= Beth Richie =

American academic

Beth E. Richie is an American professor of African American Studies, Sociology, Gender and Women's Studies, and Criminology, Law, and Justice at the University of Illinois at Chicago (UIC) where she currently serves as head of the Criminology, Law, and Justice Department. From 2010 to 2016, Richie served as the director of the UIC Institute of Research on Race and Public Policy. In 2014, she was named a senior adviser to the National Football League Players Association Commission on domestic violence and sexual assault.

Richie is a longtime anti-violence advocate and activist who is a founding member of INCITE! Women, Gender Non-Conforming, and Trans people of Color Against Violence.

==Area of interest==
Richie stands for the expression of women's freedom from violence and an advocate for aggression. She explains that gender violence is a main cause of women's oppression, which had many successes under the reforms that protects the rights of women who were survivors of sexual abuse and victimized sexual harassment. Her social position in her work came from incarceration and women's experiences in violence. Richie widely researches and analyzes the victims behind gender violence. She finds the importance of reconciliation for women who are constantly dealing with violence.
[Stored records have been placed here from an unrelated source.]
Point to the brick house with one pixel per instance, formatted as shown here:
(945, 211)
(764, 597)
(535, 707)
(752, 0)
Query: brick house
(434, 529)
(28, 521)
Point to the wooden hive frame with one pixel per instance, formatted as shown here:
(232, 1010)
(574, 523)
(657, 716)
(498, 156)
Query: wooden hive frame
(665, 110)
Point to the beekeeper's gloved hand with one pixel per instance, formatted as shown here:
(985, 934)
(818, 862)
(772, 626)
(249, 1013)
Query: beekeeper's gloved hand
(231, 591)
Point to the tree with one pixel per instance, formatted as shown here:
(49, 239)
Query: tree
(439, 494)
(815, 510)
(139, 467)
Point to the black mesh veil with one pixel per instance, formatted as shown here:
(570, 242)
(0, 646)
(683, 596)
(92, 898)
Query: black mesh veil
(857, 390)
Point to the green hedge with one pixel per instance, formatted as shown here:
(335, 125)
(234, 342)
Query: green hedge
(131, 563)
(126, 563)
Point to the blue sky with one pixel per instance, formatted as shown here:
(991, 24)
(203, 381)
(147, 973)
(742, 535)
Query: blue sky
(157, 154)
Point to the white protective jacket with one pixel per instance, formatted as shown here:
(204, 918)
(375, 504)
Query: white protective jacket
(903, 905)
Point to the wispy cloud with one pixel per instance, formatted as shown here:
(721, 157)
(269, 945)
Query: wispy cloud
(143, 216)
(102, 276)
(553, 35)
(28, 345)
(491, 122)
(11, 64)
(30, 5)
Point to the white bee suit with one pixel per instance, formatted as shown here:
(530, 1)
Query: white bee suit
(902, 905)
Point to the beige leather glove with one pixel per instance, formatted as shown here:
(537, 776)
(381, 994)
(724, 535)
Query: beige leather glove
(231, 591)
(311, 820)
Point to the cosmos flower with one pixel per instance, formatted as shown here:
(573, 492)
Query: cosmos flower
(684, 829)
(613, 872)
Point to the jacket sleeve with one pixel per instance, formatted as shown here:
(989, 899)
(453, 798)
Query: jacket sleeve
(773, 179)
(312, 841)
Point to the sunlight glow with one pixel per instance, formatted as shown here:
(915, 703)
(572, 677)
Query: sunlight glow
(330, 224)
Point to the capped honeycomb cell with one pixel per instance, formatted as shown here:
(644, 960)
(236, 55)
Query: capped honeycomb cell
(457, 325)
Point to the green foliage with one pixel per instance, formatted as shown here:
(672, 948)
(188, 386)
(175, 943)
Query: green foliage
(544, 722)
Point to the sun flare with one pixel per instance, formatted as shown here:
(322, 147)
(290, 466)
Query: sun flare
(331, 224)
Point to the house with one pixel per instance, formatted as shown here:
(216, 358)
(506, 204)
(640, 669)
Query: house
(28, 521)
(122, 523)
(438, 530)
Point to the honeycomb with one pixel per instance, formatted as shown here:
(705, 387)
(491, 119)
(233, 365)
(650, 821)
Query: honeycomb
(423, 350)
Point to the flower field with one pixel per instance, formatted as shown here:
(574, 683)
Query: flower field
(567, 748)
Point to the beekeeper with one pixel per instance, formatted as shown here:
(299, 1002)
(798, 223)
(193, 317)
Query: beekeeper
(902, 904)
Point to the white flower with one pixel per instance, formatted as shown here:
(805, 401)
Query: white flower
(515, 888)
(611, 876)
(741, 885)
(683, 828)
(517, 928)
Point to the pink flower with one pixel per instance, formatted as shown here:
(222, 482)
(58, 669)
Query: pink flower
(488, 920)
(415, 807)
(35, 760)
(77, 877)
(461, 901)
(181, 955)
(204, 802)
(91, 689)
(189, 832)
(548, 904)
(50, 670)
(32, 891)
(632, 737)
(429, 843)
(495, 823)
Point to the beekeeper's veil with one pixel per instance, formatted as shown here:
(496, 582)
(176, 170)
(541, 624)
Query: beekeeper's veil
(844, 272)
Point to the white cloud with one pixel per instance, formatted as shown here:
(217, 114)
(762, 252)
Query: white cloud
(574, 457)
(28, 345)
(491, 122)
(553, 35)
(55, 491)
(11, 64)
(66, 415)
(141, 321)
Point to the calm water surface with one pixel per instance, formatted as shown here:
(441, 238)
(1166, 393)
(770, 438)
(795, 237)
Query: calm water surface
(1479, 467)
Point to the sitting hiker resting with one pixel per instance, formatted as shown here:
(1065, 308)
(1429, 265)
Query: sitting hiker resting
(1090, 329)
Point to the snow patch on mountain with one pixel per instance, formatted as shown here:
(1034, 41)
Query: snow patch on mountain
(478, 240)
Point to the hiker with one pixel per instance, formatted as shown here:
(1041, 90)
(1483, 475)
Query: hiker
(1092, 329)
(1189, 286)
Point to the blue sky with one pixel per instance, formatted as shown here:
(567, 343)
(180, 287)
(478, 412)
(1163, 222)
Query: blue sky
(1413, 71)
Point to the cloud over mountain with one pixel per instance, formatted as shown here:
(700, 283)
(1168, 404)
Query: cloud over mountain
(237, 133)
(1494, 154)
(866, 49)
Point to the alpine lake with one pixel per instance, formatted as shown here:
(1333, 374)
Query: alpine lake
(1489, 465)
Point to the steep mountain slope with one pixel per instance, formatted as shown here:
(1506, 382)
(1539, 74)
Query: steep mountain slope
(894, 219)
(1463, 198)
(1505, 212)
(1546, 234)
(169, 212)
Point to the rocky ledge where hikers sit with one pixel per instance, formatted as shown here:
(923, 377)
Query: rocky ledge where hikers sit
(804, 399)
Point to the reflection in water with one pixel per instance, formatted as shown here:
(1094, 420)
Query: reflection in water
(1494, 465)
Richie is a prison abolitionist.

==Education and achievements==
Richie grew up in Shaker Heights, Ohio, graduating from Shaker Heights High School in 1975. Richie earned a bachelor's degree in Social Work from Cornell University in 1979, a Master of Social Work from George Warren Brown School of Social Work at Washington University in St. Louis in 1980, and a Ph.D. in Sociology with a Certificate in Women's Studies from CUNY Graduate Center in 1992. Richie has written Compelled to Crime: the Gender Entrapment of Black Battered Women, which was based on the controversy of crime, race, and gender. She was also the author of Arrested Justice: Black Women, Violence and America's Prison Nation. This book focuses on the mass incarceration during the anti-violence shift of black women in the United States that involved gender violence and criminal justice policies.

==Research==
Richie then creates groups that are like rehabilitation for women to overcome their past experiences of violence and aggression. Richie was an advocate for anti-violence and studied criminology, law, and also was a justice scholar. She gathered documented stories of women that had faced unjust legalities, to remove the anti-violence struggles and also to consider the factors that later were drawn to advocacy and reform. She had identified that within revealing how it learns the focus on “neutral gender”, the powers that result in intimate partner violence, and attendant remedies have impacted the black communities in the same structure that they reject to analyze the violence that women may experience in the powers of another individual, such as economic exploitation and heterosexism.

==Citations==
- Kaufman, Nicole (2013). "Beth E. Richie, Arrest Justice: Black Women, Violence, and America's Prison Nation"
- Richie, Beth E. "Who’s Who Among African Americans" Detroit, Michigan: Gale Cengage Learning, 2007.
- Richie, Beth E (2000). "A Black Feminist Reflection on the Antiviolence Movement"
- Riche, Beth E. (2001). "Reintegrating Women Leaving Jail into Urban Communities: A Description of a Model Program"

==Life==
Her interests include feminist theories, sociology of race and ethnicity, criminology, and violence against women. Dr. Richie has conducted several sociological studies at Rikers Island Correctional Facility on incarcerated women, and her book Compelled to Crime: The Gender Entrapment of Battered Black Women is widely used in college courses.
Dr. Richie is also currently researching several projects investigating connections between violence against women and violence proliferated by women, especially in poor African American communities. She is on the steering committee of the Institute on Domestic Violence in the African American Community.

==Publications==
- Beverly Guy-Sheftall (1995). "Words of Fire: An Anthology of African-American Feminist Thought"; originally Black Scholar, (1985)
- "Wings of Gauze: Women of Color and the Experience of Health and Illness" (1993)
- "Compelled to Crime: The Gender Entrapment of Battered Black Women" (1996)
- Richie, B. E. (1996). "Abuse histories among newly incarcerated women in a New York City jail"
- "Reintegrating women leaving jail into urban communities: A description of a model program," (2001)
- Freudenberg, N. (2008). "Coming Home From Jail: The Social and Health Consequences of Community Reentry for Women, Male Adolescents, and Their Families and Communities"
- "Arrested Justice: Black Women, Violence, and America's Prison Nation" (2012)
- Davis, Angela (2022). "Abolition. Feminism. Now."